The beach calls forth sense memories at their most intimate and primal level. Driving over the causeway into Ocean City, New Jersey I roll down the car windows and inhale deeply. Immediately the pungent, briny scent of the Atlantic Ocean assails me. If I closed my eyes I would know exactly where I was, just by that smell.
At the beach, change is the only constant. The tide moves inexorably in and out. One wave crashes grandly, but the next two roll in gently and rhythmically. The very sand shifts under your feet. The sky, a milky blue one moment, threatens storm clouds the next.
When I was a child my family used to visit my Aunt Mary in Point Pleasant, where she often rented a cottage for a week. Even then I sensed that beach life was different than real life. Sand was in every crevice of the cottage, and under my bare feet on the worn wood floors, but no one seemed to feel the urge to sweep it up. Shells collected by previous renters were on every surface – on windowsills, used as bookends in the bookcase filled with Reader’s Digest condensed books, even on the back of the toilet in the bathroom we all shared.
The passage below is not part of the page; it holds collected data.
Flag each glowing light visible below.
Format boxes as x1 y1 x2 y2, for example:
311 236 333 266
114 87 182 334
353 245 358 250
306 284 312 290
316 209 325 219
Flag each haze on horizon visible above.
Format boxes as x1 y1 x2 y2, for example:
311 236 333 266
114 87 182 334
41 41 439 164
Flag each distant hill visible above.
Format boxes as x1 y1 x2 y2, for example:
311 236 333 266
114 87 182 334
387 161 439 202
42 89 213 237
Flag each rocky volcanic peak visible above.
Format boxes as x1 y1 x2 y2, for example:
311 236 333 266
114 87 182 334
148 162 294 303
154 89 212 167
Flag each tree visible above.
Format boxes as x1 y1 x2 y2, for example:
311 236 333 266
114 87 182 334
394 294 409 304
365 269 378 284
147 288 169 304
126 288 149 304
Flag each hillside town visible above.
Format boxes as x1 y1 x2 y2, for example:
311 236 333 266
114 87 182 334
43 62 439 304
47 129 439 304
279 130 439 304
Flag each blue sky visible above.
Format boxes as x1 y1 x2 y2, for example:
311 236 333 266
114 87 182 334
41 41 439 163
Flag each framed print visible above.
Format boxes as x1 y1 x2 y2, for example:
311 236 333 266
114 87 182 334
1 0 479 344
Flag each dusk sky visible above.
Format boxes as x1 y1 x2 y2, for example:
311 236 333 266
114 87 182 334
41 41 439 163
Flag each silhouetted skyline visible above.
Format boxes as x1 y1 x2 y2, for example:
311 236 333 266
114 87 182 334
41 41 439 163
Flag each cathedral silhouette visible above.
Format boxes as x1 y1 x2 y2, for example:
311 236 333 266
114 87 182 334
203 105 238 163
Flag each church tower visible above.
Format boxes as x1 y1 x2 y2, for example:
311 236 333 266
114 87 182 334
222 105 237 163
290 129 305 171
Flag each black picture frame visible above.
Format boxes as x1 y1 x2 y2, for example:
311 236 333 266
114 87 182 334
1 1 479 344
When I picked up a large conch, I wondered if it was true that you could hear the ocean if you held it to your ear, or if that was one of those things adults said to tease you. I was more than pleased when I pressed the conch to my child’s ear and heard what sounded like a far-off echo of the ocean that was only steps away. How many more wonders did I, a child, not know about yet?
Later at the beach, my father’s strong arms swoop me up over the waves, which seem terrifying and exhilarating at the same time. I get knocked down a few times, and find myself clawing the bottom, drinking saltwater, choking and sputtering, but then always coming up to the blessed air. The sky bright with the pitiless glare of the summer sun, the thrilled shrieks of others. Before long I don’t need my father to hold my hand or keep watch. Before long I learn to save myself.
It is a guilty pleasure to be at the beach by yourself. Walking along the packed sand at the water’s edge, you see and sense an entire world in miniature. Here there are entire civilizations of creatures scurrying about and burrowed in the sand. Ripples in the mudflats show where the tide has come in and then receded, erasing bird track hieroglyphics. A baby’s footprints are already half-gone. Is there anything so ephemeral as a baby’s footprints in the sand?
Everything here at the shore is eventually erased; nothing endures except the horizon. Erosion is swift and unstoppable. But in the meantime, there is the warmth of the sun, the laughing call of gulls overhead, the sweet rush of memories of other beach days, and the exquisite promise of more to come.